Renji sees the expression on his face change and understands what it means.
"Bullshit," he hisses, and grabs Ichigo by the collar— "that's her, I'm telling you, it's got to be her, you don't know what she looked like when she was young, it's her—"
"Can you sense her reiatsu?" he counters dully; once, he might have been angry at the way Renji is questioning his ability to know her, but that was long ago and far away. "That might be the body that her reincarnated soul has settled into, I'll give you that, but that's no longer Rukia. Rukia's not here, Renji. She hasn't been anywhere for a long, long time."
"Fuck you," Renji says, but lets him go; what else could he do? He sensed it, and so did Byakuya: no reiatsu, no reiryoku to speak of, a white spirit ribbon.
I've saved what little of Kuchiki-san I could, Urahara had said. But I'm not sure it was enough.
Renji closes his eyes in defeat. The three of them stand silent, the surf loud in their ears.
"Lucia," the blonde woman calls again, a pretty smile curving her lips, and the child runs up to her, calling her mama. "Lucia, darling, come back from the ocean, there's a good girl; don't go in too deep, stay close to the shore…"

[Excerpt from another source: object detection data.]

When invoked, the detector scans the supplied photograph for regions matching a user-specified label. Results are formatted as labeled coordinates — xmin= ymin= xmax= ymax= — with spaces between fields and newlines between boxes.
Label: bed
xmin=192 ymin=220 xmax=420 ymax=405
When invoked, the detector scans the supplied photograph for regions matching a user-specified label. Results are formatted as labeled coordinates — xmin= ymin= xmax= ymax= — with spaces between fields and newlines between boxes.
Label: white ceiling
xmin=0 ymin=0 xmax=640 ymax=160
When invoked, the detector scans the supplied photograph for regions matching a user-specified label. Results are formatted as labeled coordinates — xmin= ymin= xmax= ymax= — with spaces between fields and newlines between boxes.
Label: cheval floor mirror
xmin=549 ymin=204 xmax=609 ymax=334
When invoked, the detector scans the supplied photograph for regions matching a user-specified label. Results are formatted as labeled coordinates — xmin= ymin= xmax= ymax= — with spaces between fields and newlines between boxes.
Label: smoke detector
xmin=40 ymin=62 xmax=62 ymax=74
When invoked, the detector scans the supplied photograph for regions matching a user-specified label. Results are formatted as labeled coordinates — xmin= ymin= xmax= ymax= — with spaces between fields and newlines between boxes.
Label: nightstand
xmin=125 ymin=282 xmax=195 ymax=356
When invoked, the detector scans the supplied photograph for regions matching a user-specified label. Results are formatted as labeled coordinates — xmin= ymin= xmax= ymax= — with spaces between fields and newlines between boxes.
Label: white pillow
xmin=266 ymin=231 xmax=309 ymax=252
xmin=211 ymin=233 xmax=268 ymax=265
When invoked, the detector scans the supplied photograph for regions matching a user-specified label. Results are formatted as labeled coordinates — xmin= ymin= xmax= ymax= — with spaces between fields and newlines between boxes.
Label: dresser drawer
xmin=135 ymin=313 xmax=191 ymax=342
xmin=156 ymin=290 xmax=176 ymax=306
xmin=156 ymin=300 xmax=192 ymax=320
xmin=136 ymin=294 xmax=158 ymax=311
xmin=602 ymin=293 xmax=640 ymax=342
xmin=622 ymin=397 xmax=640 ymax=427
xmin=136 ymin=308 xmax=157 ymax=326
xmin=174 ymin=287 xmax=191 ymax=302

Lucia, she's called, and the sound of her name triggers an ache in Ichigo's chest; Lucia, not Rukia. Even her name is representative of what she is to them; close enough to Rukia to build up their hopes, but different enough to tear them all back down brutally to the ground. Lucia, not Rukia, is the culmination of a hundred years of guilt and worry and hope—the anticlimactic finale to a search that had ended before it had begun.
"Lucia," Ichigo whispers, and it tastes like ash on his tongue.
"… We return to the Seireitei immediately," Byakuya says, voice clipped and cold and low, something like fury whipping through the words. "We begin anew. I will talk to the shopkeeper personally as to where his sensing devices may have made an error. Kurosaki, Abarai, follow me."
Neither of them remind him that technically they are no longer under his command. They turn around obediently, a senkaimon opening up behind them; they stride after him in silence. The girl does not turn her head after them in some display of recognition or stirring spiritual power. She laughs once, high and pure, and her eyes remain locked on the woman she calls mama. Only the pitiless sun burning in the blue sky sees them go.